基金the Natural Science foundation of Jiangsu Education Bureau (03KJB610168)
文摘Objective Environmental estrogens at an elevated concentration are known to produce adverse effects on human and animal life. However, the majority of researches have been focused on industrial discharges, while the impact of livestock wastes as a source of endocrine disrupters in aquatic environments has been rarely elucidated. In order to investigate the contribution of environmental estrogens from livestock, the estrogenic activity in water samples from a farm wastewater treatment plant was analyzed by a recombinant yeast screening method. Methods The extracts prepared from 15 selected water samples from the farm wastewater treatment plant, among which 6 samples were from pre-treatment section (influents) and 9 from post-treatment section (effluents), were analyzed for estrogenic activity by cellar bioassay. Yeast cells transfected with the expression plasmid of human estrogen receptor and the Lac Z reporter plasmid encoding β-galactossidase, were used to measure the estrogen-like compounds in the farm wastewater treatment plant. Results The wastewater samples from influents showed a higher estrogenic potency than the effluent samples showing a low induction of β-galactossidase relative to solvent control condition.
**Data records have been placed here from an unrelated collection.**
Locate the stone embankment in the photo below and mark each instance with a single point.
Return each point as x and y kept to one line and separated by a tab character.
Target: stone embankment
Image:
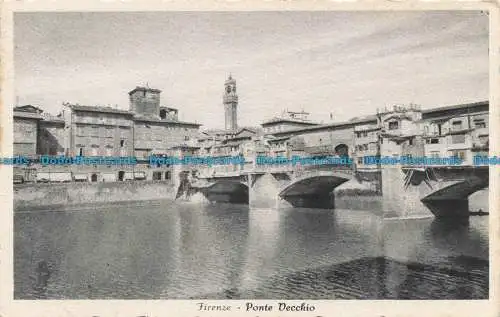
36	196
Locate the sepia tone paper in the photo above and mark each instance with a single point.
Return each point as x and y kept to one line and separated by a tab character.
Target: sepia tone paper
329	81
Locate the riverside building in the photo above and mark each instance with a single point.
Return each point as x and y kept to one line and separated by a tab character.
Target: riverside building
147	128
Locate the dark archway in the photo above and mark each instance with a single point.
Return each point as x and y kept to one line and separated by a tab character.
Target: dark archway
342	150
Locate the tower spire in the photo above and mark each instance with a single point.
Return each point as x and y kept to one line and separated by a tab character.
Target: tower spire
230	101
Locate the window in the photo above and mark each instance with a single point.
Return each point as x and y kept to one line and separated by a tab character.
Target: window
459	154
483	139
479	123
458	138
457	125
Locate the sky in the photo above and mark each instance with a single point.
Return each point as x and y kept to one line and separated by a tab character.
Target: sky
346	64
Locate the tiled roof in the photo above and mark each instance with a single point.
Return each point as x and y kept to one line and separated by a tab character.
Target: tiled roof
152	119
278	120
100	109
25	114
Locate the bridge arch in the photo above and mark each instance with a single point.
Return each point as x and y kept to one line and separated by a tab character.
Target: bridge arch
232	191
341	150
314	190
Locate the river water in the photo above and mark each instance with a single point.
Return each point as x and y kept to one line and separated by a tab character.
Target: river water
167	250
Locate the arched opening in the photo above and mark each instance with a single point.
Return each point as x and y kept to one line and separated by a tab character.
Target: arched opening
342	150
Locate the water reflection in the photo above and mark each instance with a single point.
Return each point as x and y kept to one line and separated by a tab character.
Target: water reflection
168	250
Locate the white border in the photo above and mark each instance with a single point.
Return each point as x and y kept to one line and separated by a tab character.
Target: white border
124	308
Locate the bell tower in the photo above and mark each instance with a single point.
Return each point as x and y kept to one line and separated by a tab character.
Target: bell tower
230	100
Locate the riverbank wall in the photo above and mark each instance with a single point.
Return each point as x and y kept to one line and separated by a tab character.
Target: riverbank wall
35	196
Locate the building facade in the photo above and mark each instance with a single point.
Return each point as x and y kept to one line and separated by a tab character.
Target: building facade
26	123
230	101
147	128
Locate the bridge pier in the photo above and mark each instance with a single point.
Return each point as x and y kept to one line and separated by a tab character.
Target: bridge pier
263	191
401	200
440	192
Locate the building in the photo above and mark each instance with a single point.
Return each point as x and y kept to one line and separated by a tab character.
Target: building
51	135
461	130
147	128
230	101
157	128
288	120
26	122
98	131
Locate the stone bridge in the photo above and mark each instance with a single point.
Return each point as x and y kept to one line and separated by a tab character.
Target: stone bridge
406	191
442	190
269	187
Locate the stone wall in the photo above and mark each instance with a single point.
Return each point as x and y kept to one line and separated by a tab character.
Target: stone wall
34	196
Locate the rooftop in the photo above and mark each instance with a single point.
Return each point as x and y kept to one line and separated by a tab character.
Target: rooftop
158	120
139	88
78	107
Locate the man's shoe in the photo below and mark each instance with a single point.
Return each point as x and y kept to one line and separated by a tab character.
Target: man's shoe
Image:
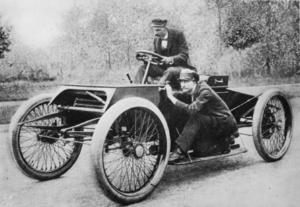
176	156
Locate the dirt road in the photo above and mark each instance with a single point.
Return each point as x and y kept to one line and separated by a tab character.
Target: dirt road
243	180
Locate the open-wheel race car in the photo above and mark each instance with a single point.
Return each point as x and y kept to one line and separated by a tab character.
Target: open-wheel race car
128	133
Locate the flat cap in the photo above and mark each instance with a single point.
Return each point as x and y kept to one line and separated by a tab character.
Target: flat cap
159	22
188	75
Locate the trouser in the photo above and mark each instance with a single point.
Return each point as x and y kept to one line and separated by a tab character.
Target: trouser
170	74
201	127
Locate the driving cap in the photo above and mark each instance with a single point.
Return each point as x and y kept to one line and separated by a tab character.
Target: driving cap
159	23
188	75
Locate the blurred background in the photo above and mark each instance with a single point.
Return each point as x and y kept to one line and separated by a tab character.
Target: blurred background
47	43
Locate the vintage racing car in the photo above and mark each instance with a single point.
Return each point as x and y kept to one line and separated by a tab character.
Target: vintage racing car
128	133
By comparison with a standard curve for 17β-estradiol (E2), estrogenic potency in water samples from the influents was calculated as E2-equivalent and ranged from 0.1 to 150 pM E2-equivalent. The estrogenic potency in water samples from the effluents was significantly lower than that in the influents, and 7 water samples had less detectable limit in the total of 9 samples. Conclusion Yeast bioassay of estrogenic activity in most of the samples from the farm wastewater after disposal by traditional sewage treatment showed negative results.